A verdade é que, à luz da moralidade e da dignidade públicas, os fatos concentrados nas irregularidades e corrupção que sufocaram a administração do país, que são absolutamente reais e inquestionáveis, não somente justificariam, de forma inapelável e inexorável, pesadas e exemplares condenações às pessoas envolvidas, como instrumento extremamente necessário em uma República com o mínimo de decência e seriedade, nas circunstâncias, para servir de importante lição às gerações de políticos, mas em especial para a eliminação, em definitivo, do cenário político não apenas deles, mas dos partidos políticos a quem eles são filiados, considerando que é terminantemente imprópria a filiação de criminosos a agremiações, conquanto as suas saudáveis finalidades estatutárias não contemplam situação de clara degeneração das atividades político-partidárias.
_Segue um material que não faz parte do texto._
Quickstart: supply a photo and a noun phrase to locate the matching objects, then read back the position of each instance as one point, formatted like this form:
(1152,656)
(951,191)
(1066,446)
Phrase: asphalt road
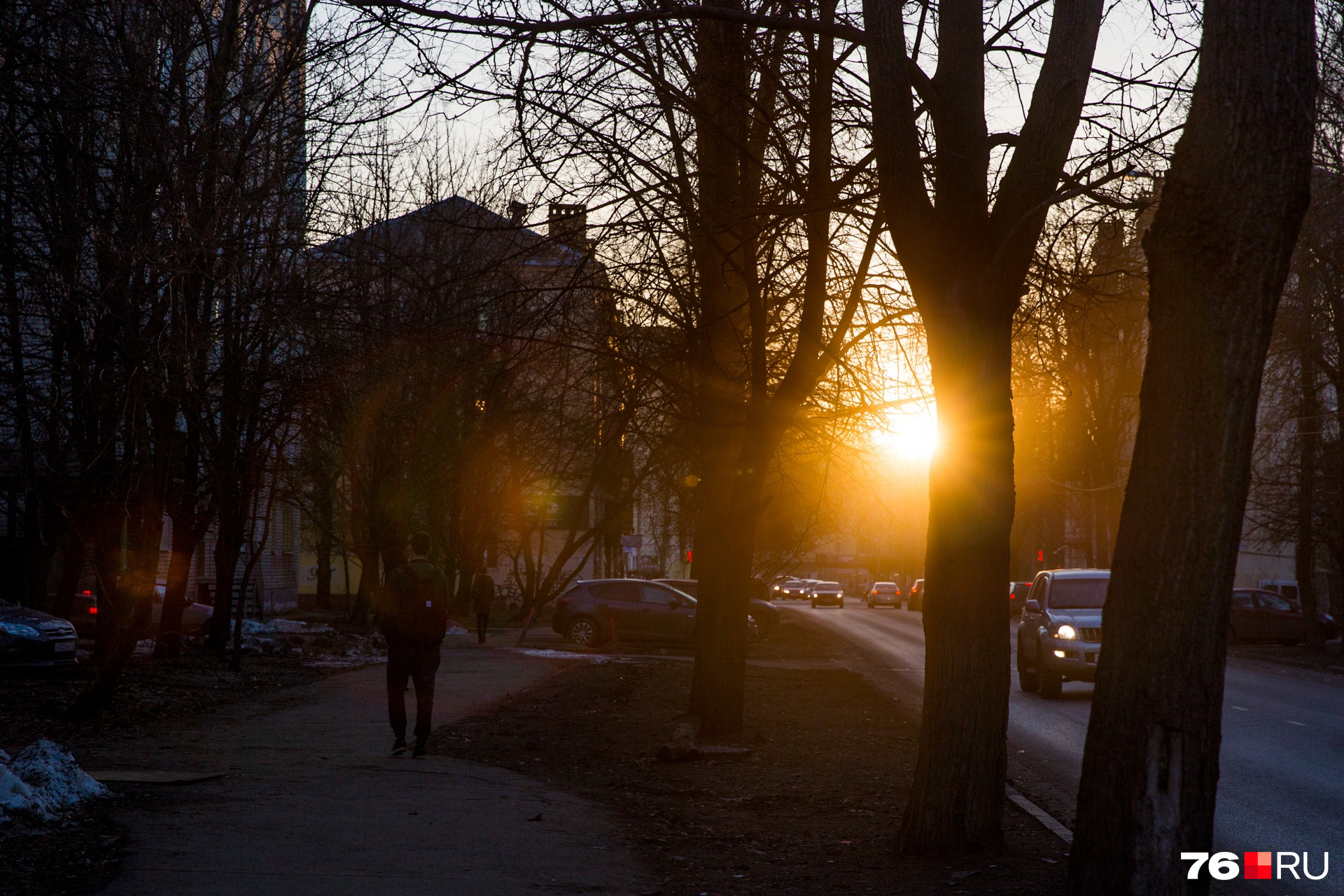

Os brasileiros precisam se indignar, com o máximo de veemência, contra político que perde o raciocínio lógico, a compostura e a polidez em se autovangloriar como o melhor presidente da história republicana, só por ter liderado a potencialização da distribuição de renda de forma prioritária, embora, não por isso, mas por notória incompetência administrativa, os demais programas de governo não tiveram nenhum ganho em termos de desenvolvimento alcançado na sua gestão, que não passou de verdadeiro voo de galinha, porque o pseudo crescimento sumiu no desastrado governo seguinte, que ficou marcado com a recessão econômica, o desemprego, as altas taxas de juros, entre tantas outras mazelas e precariedades que constituíram triste e lamentável legado para os brasileiros.
 Convém que os brasileiros conscientes sobre os verdadeiros significados dos princípios republicanos pertinentes à ética, à moralidade, ao decoro, à dignidade, à transparência e principalmente à extensão da idoneidade na gestão dos recursos públicos, demonstrem amor ao Brasil, ao se expressarem em extremado repúdio aos péssimos políticos que foram alçados, pelo sufrágio universal, aos píncaros do poder e dele conseguiram sugar o tanto que puderam em benefício próprio e de seu grupo político, tendo por objetivo a absoluta dominação das classes política e social, além da tentativa da permanência no poder, por meio do qual foram exercidas espúrias influências em todas as esferas da administração direta e indireta da República, conforme mostram as investigações e os levantamentos realizados pela Operação Lava-Jato, que desvendou e mostrou os caminhos percorridos pelas sujeiras entranhadas na administração do país. Acorda, Brasil!